Amaris is a small chartered boat, but that’s what makes it so special. Time and price can be customized according to your request or special occasion.

We are leaving Spain! Well, at least now the captain speaks Japanese.

Our final destination of the night was getting nearer.

Wait what? We are checking in the hotel by a boat?

Oh right. I forgot we are in Venice now.

 

Shima Kanko Hotel The Bay Suites

I was spoilt rotten on the very first day – checking into Shima Kanko Hotel The Bay Suites, the very hotel where Prisident Obama, Prime Minister Abe and other country leaders had their sweet bonding time during the G7 Summit 2016.

The Shima locals are very proud of it that the meeting/dining table arrangement is kept exactly how it was like during the summit.

All the suite rooms have an ocean view of the Ago Bay. Everything spells lux. I give it a rate of G7.

Also if you pay attention to the decor in the hotel, you will find lots of pearl decorations, a local specialty (more on that another day!) of the Shima region. Spot the massive pearl chandelier at the lobby!

“La Mer” French Restaurant

While almost everything on Day 1 was a highlight of the day for me, my first dinner was a majestic feast to end the night with.

With Higuchi Hiroe who leads this Michelin 1 star french restaurant. I was told that she is always seen running around the restaurant doing stuff. It was really nice of her to personally come and greet all of her guests. Such a passionate, hardworking, respectable lady.

I’m someone who doesn’t even know how to use her cutlery properly in a fine dining restaurants, but I know when something is delicious. This is an sea urchin platter with… lots of sea urchin. Even the “ice cream” was sea urchin!

Ise lobster bisque is a classic here so it has to be your choice of soup.

Catch of the day was katsuo. A completely different fare from what I had at Katsuo No Tenpaku.

Would anyone complain about having too much abalone in one day? Remember Ama Hut Satoumian? It was lunch! Is it really okay to spoil me this much?

The abalone steak was the most flavorful abalone I’ve ever had, I mean, it is crispy on the outside!! How is that even possible??

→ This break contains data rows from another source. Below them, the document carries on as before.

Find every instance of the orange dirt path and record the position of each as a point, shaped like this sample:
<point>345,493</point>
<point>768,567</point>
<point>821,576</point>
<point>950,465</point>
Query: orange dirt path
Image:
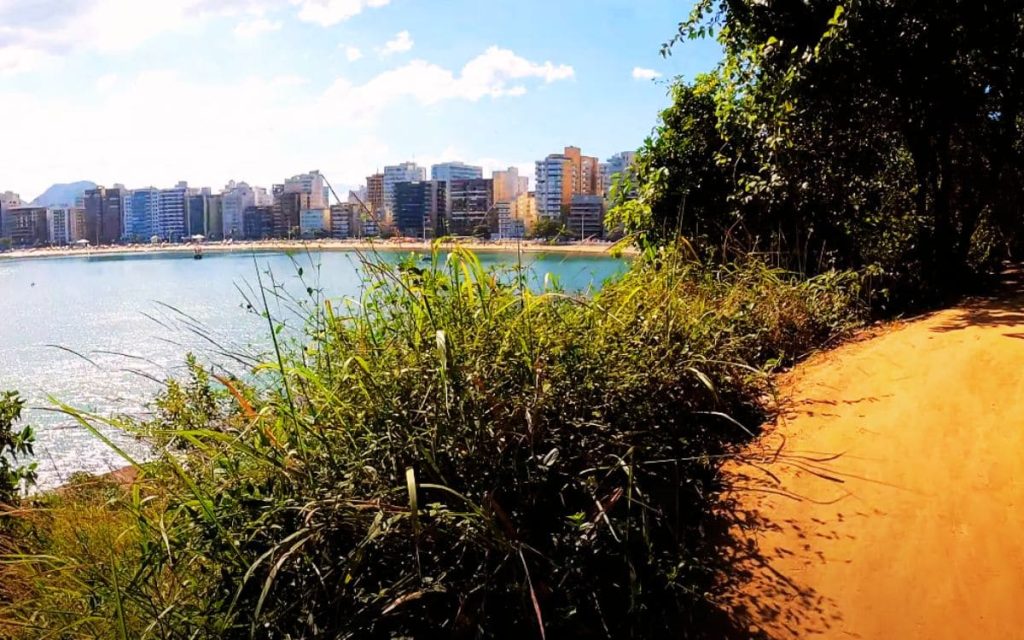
<point>916,528</point>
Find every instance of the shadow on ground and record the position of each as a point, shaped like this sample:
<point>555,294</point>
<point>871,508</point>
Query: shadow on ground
<point>1004,308</point>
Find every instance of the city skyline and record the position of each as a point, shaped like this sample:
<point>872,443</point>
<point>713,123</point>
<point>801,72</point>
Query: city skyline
<point>145,92</point>
<point>570,189</point>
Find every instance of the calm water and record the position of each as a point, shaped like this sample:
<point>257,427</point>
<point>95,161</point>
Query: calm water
<point>95,332</point>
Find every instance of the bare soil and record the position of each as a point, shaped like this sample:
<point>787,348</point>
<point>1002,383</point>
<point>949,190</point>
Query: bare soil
<point>888,500</point>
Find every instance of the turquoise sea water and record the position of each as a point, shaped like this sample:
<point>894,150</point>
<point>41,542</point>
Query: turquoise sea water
<point>97,333</point>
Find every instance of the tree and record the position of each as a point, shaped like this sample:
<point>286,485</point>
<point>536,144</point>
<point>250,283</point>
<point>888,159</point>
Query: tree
<point>547,228</point>
<point>13,444</point>
<point>883,133</point>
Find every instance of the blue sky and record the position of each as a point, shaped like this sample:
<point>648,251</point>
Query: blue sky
<point>154,91</point>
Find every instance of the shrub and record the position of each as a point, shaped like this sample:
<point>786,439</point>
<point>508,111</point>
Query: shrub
<point>453,455</point>
<point>14,444</point>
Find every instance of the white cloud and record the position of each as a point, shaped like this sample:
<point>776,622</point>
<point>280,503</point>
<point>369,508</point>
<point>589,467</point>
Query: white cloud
<point>399,44</point>
<point>107,82</point>
<point>256,27</point>
<point>258,142</point>
<point>639,73</point>
<point>496,73</point>
<point>35,33</point>
<point>330,12</point>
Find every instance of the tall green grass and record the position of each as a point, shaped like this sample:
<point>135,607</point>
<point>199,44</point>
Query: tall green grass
<point>455,454</point>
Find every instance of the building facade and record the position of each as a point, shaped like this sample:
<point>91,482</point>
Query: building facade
<point>197,215</point>
<point>617,165</point>
<point>288,210</point>
<point>58,221</point>
<point>215,216</point>
<point>586,219</point>
<point>314,222</point>
<point>257,222</point>
<point>141,214</point>
<point>171,209</point>
<point>236,199</point>
<point>103,215</point>
<point>509,227</point>
<point>344,219</point>
<point>27,226</point>
<point>448,171</point>
<point>509,184</point>
<point>406,172</point>
<point>375,193</point>
<point>419,208</point>
<point>469,206</point>
<point>312,184</point>
<point>554,185</point>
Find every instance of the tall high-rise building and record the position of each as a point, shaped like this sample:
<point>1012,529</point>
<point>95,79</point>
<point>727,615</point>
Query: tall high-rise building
<point>419,208</point>
<point>312,184</point>
<point>58,221</point>
<point>141,216</point>
<point>257,222</point>
<point>197,215</point>
<point>103,214</point>
<point>215,216</point>
<point>469,205</point>
<point>8,200</point>
<point>26,226</point>
<point>617,165</point>
<point>448,171</point>
<point>406,172</point>
<point>172,207</point>
<point>288,213</point>
<point>586,217</point>
<point>586,172</point>
<point>509,184</point>
<point>375,193</point>
<point>554,185</point>
<point>236,199</point>
<point>560,176</point>
<point>344,219</point>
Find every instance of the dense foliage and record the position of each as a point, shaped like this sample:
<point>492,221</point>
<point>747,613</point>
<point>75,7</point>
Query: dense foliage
<point>454,455</point>
<point>883,135</point>
<point>14,444</point>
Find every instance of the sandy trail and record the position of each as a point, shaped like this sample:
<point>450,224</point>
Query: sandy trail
<point>919,529</point>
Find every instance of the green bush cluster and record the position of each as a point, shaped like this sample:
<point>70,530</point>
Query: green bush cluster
<point>453,455</point>
<point>15,444</point>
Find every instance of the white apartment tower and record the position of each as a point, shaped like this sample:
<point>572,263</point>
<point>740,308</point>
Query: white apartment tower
<point>311,183</point>
<point>406,172</point>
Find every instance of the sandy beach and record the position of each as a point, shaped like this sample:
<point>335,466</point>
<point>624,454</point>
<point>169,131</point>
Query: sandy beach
<point>595,249</point>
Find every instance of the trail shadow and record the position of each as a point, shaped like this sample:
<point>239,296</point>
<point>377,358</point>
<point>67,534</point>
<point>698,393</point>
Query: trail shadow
<point>1005,307</point>
<point>753,593</point>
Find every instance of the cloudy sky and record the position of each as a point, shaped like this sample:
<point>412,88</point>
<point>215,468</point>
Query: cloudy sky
<point>155,91</point>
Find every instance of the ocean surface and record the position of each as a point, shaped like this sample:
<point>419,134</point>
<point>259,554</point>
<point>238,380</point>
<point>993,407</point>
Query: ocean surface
<point>99,333</point>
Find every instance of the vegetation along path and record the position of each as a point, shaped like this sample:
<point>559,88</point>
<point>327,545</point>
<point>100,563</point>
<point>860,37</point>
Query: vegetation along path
<point>890,496</point>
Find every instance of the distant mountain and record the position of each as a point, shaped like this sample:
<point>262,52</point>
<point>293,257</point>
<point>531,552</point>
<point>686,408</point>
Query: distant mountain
<point>59,195</point>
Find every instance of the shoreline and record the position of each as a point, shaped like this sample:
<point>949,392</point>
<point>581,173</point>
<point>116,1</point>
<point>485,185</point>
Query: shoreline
<point>285,246</point>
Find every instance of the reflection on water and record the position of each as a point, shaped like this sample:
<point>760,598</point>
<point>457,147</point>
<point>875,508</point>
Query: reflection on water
<point>98,333</point>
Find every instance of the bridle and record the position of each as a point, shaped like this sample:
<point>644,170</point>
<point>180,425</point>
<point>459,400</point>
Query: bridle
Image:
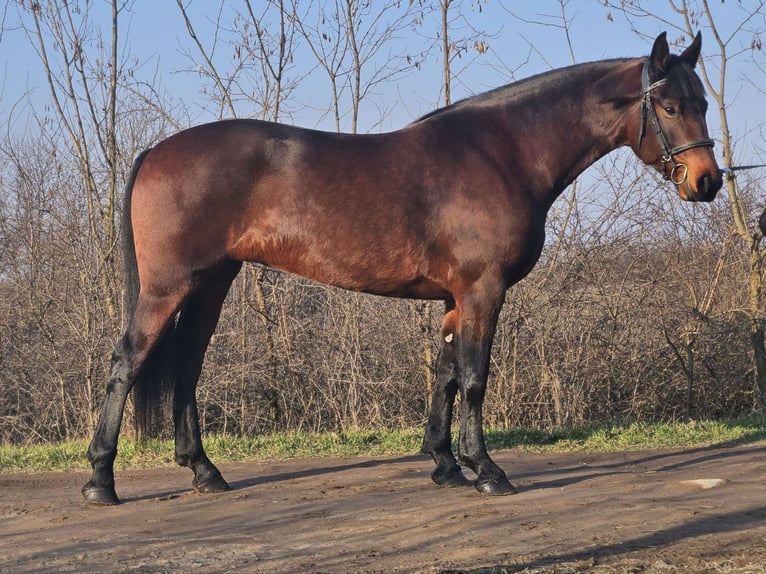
<point>679,171</point>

Dessert was white peach in fruit gelee.

Even the herbs for tea are homegrown by Higuchi san herself.

I picked La Mer again for my breakfast the next morning. It was great because I didn’t get to enjoy the view the previous night when it was all dark.

In the menu, I could choose between eggs Benedict or omelette with abalone, and I thought it would probably be too much a sin to have abalone 3 meals in a row, so here’s my eggs Benedict.

And I was all fuelled for another activity-packed second day about pearls, shrines and samurais.